Opened 5 years ago
Last modified 8 days ago
#7394 assigned enhancement
Search: order results by relevance
| Reported by: |
|
Owned by: | |
|---|---|---|---|
| Priority: | normal | Milestone: | Future Release |
| Component: | General | Version: | 2.6 |
| Severity: | normal | Keywords: | has-patch needs-testing 3.7-early |
| Cc: | scribu, eric.andrew.lewis@…, info@…, gibrown, wordpress@…, kovshenin, tollmanz@…, pippin@…, nashwan.doaqan@…, sunnyratilal5@… |
Description
I have 35 pages in my WordPress install. My "About" page is on the second page of results when I search for "about"
We should put hits on the title first in the results list.
I'm open to suggestions for possible technical implementations.
Attachments (7)
Change History (52)
comment:1
joostdevalk — 5 years ago
- Keywords needs-post added
- Milestone changed from 2.8 to Future Release
- Milestone Future Release deleted
- Resolution set to duplicate
- Status changed from new to closed
see #9785
- Cc scribu added
- Keywords changed from search, posts, page, title, relevance needs-patch to search posts, page, title, relevance needs-patch
- Keywords changed from search posts, page, title, relevance needs-patch to search posts page, title, relevance needs-patch
- Milestone set to Future Release
- Resolution duplicate deleted
- Status changed from closed to reopened
- Summary changed from When searching posts/pages in wp-admin, give more emphasis to matches on title to Search: give more emphasis to matches on title
I think this is the low-hanging fruit of the search tickets:
- easy to implement: just play with the ORDER BY clause
- major positive effect on search experience
Therefore, re-opening as a separate task.
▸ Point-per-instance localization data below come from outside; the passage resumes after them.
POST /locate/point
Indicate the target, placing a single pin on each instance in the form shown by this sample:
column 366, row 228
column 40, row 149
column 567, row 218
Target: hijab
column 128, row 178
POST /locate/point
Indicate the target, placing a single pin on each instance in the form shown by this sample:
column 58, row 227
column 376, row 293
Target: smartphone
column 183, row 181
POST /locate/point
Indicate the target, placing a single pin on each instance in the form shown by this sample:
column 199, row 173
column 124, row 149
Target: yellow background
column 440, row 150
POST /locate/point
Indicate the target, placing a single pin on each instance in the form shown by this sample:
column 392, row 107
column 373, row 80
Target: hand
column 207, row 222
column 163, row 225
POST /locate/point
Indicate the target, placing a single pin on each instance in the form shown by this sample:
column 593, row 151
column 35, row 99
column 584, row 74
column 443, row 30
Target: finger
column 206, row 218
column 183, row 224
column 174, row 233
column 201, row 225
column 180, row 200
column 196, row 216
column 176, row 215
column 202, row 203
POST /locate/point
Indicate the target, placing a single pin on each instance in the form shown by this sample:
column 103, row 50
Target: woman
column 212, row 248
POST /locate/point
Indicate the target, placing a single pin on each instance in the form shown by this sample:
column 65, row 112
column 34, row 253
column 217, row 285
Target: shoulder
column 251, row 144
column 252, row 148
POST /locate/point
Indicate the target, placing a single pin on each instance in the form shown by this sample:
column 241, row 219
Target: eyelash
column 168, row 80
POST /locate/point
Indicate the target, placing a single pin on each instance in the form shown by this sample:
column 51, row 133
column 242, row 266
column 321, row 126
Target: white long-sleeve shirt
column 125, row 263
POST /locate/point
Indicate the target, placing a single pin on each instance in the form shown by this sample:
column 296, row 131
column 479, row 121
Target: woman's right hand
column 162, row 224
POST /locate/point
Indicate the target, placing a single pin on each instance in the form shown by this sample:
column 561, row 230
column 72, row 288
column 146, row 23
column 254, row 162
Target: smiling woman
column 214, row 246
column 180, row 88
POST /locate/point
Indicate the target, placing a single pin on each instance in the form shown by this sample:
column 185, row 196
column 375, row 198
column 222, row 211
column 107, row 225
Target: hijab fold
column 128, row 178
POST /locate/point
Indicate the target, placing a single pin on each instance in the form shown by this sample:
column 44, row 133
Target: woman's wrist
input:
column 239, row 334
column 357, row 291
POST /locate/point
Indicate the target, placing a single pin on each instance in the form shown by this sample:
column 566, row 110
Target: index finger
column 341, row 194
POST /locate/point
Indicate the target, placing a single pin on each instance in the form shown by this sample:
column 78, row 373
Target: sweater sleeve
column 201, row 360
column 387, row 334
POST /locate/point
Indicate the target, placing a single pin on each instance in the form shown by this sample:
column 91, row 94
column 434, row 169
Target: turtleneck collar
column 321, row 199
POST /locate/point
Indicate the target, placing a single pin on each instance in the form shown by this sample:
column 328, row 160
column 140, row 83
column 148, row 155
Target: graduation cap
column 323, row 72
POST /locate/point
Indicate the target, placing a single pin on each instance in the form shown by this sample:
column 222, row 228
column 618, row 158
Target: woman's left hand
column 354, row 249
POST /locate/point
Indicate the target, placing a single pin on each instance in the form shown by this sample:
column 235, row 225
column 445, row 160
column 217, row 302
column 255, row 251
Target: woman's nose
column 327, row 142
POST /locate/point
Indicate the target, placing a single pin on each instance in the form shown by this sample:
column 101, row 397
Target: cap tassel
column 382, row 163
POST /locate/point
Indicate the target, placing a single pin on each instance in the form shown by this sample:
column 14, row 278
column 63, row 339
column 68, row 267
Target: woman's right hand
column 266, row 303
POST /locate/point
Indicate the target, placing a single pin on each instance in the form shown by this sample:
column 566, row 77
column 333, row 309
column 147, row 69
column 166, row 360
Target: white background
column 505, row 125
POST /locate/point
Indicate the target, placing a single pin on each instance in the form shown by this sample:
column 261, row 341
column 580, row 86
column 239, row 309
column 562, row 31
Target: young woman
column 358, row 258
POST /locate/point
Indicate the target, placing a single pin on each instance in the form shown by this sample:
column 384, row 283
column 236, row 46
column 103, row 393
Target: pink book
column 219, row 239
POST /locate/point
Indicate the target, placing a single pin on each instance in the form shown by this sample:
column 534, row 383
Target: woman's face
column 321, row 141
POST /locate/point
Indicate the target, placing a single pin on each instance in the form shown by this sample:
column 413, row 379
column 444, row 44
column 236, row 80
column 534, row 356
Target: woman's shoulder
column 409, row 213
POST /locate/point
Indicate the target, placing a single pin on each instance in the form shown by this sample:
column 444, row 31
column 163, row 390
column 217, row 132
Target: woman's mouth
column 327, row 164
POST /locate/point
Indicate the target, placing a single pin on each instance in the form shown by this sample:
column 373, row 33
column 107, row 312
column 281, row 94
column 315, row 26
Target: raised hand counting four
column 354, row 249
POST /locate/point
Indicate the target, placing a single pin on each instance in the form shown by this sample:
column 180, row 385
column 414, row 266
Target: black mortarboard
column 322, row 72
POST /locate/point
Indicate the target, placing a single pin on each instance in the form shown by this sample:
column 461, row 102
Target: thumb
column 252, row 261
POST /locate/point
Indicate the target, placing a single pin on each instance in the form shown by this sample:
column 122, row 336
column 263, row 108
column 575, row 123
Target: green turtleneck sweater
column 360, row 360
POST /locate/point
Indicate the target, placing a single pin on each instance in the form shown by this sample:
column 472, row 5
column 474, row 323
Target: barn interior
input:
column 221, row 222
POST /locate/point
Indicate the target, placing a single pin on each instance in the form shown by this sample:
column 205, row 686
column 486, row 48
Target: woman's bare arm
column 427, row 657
Patch in the works.
- Keywords changed from search posts page, title, relevance needs-patch to search posts page title, relevance needs-patch
- Owner changed from anonymous to scribu
- Status changed from reopened to accepted
- Summary changed from Search: give more emphasis to matches on title to Search: order results by relevance
comment:10
scribu — 2 years ago
- Component changed from Administration to General
- Keywords changed from search posts page title, relevance needs-patch to search posts page title relevance needs-patch
comment:11
scribu — 2 years ago
Related: #16844
comment:12
scribu — 2 years ago
- Keywords has-patch added; needs-patch removed
basic.7394.diff simply puts posts that have a matching title above those that have only matching content.
comment:13
scribu — 2 years ago
It occurs to me that this should have a query var for easy disabling.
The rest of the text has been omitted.